# Dial Indicators with Dovetail mounts?



## Splat (Sep 28, 2013)

Not looking for a DTI, but a dial indicator with a dovetail on the back. Are there such beasts? I've been looking but haven't found one. IMO the lug back mount isn't that sturdy but I'm used to using my DTI with a dovetail with my Nogaflex arm. I know a lot, if not most?, machinists use magmounts like the Mighty Mag. I guess the magnet doesn't affect the indicator. Anyway, so does someone here know of a good indicator with a dovetail mount? Thanks.


----------



## Ray C (Sep 28, 2013)

All the Shars brands have dovetails on the back and top.  I like e'm enough to own 6 of them.  Some I've had for 4+ years and they're going strong...

http://www.shars.com/products/view/1967/008quot_Dial_Test_Indicator_0001quot

Ray





Splat said:


> Not looking for a DTI, but a dial indicator with a dovetail on the back. Are there such beasts? I've been looking but haven't found one. IMO the lug back mount isn't that sturdy but I'm used to using my DTI with a dovetail with my Nogaflex arm. I know a lot, if not most?, machinists use magmounts like the Mighty Mag. I guess the magnet doesn't affect the indicator. Anyway, so does someone here know of a good indicator with a dovetail mount? Thanks.


----------



## Splat (Sep 28, 2013)

Thanks Ray, but I'm talking about dial indicators (or drop indicators), not dial test indicators (DTI).


----------



## ScrapMetal (Sep 28, 2013)

I know that you can buy different backs for the Teclocks - http://www.use-enco.com/CGI/INPDFF?PMPAGE=391&PMCTLG=00  I don't know if their backs will fit on other indicators though.

Hope that helps,

-Ron


----------



## Dave Smith (Sep 28, 2013)

just search for" dial indicator with dovetail mount" on ebay and there is a set for about $20


----------



## Splat (Sep 28, 2013)

Thanks Dave, but again, those are all dial *test *indicators. 
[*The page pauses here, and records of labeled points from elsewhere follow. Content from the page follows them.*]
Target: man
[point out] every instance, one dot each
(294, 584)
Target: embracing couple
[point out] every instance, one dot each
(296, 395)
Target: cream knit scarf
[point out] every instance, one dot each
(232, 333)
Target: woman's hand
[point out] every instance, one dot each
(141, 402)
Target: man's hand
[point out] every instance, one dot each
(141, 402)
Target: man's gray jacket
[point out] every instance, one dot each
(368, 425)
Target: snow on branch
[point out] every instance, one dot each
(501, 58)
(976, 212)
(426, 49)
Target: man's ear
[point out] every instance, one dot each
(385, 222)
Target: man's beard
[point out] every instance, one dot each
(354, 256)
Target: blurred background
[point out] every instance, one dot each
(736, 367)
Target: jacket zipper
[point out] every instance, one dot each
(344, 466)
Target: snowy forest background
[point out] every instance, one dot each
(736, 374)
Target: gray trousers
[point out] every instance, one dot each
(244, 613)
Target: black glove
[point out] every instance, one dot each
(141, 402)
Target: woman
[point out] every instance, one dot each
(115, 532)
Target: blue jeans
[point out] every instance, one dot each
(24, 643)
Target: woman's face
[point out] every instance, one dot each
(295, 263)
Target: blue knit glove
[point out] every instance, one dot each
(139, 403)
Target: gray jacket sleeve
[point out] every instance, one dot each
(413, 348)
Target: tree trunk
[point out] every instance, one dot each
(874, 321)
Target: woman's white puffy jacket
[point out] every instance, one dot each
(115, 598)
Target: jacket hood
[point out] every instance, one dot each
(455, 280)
Ron, I'll check into them. Thank you!


----------



## Charley Davidson (Sep 28, 2013)

see if this will work for you
http://www.ebay.com/itm/Micro-Adjus...t-Gunsmith-Mill-Lathe-Tools-Lot-/261295127179


----------



## Harvey Melvin Richards (Sep 29, 2013)

Splat said:


> Not looking for a DTI, but a dial indicator with a dovetail on the back. Are there such beasts? I've been looking but haven't found one. IMO the lug back mount isn't that sturdy but I'm used to using my DTI with a dovetail with my Nogaflex arm. I know a lot, if not most?, machinists use magmounts like the Mighty Mag. I guess the magnet doesn't affect the indicator. Anyway, so does someone here know of a good indicator with a dovetail mount? Thanks.



Mitutoyo makes (or made) dial indicators with dovetail mounts on the side. I don't know the model numbers though.
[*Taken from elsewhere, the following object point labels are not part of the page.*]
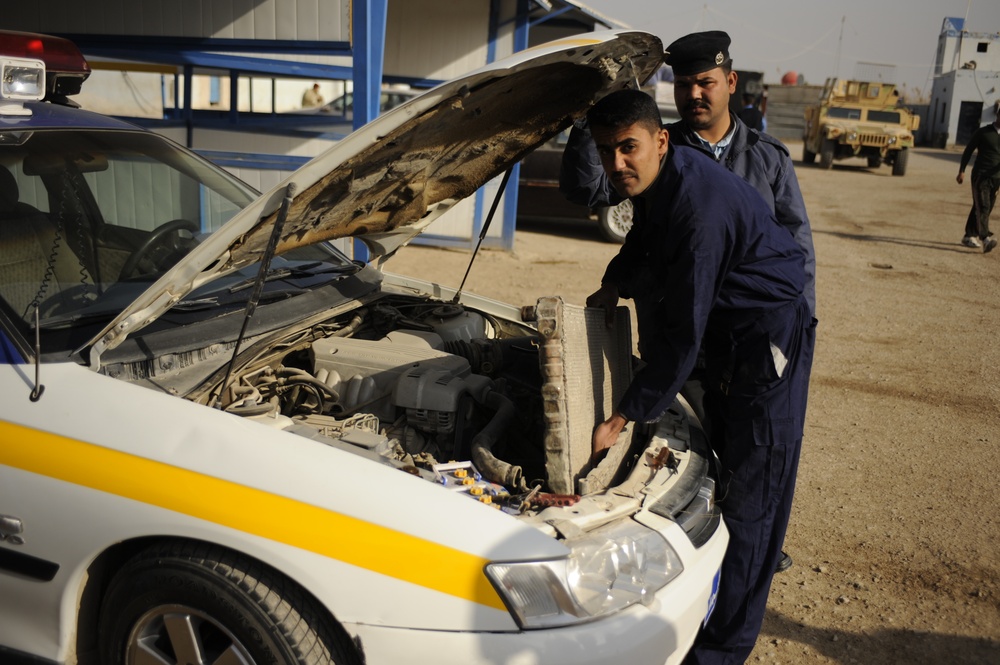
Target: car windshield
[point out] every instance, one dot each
(89, 218)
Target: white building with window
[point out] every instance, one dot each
(966, 88)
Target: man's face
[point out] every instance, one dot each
(630, 155)
(703, 99)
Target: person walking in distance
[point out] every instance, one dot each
(985, 142)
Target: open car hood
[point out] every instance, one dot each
(390, 179)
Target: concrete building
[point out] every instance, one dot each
(966, 88)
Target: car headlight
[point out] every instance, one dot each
(606, 571)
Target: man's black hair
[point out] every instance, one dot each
(623, 108)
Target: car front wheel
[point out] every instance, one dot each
(191, 603)
(616, 221)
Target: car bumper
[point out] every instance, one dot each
(658, 634)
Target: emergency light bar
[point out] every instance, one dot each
(20, 81)
(65, 67)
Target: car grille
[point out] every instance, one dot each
(879, 140)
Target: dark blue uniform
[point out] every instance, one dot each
(707, 265)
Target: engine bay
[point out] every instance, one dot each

Standard Gage made a very small dial indicator with a dovetail running the length of its back. I don't know anything more about this company though. The gage is at the bottom with an Interapid DTI with a 1.5" diameter dial on top.


----------



## Splat (Sep 29, 2013)

Thanks guys.  I had totally forgotten that my NogaFlex arm has a round mount right behind the dovetail mount. By the looks of it it'll fit the stem right underneath the dial face of an indicator. So that's what that hole's for!


----------



## ki4byz (Sep 29, 2013)

In my opinion a dove tail indicator mount is for test indicators only and is not strong enough for a dial indicator, too heavy.
  The lug back w/stem works fine. Just make sure the stem is tight.
  But one great thing about being a machinist is that very few things can only be done one way.


----------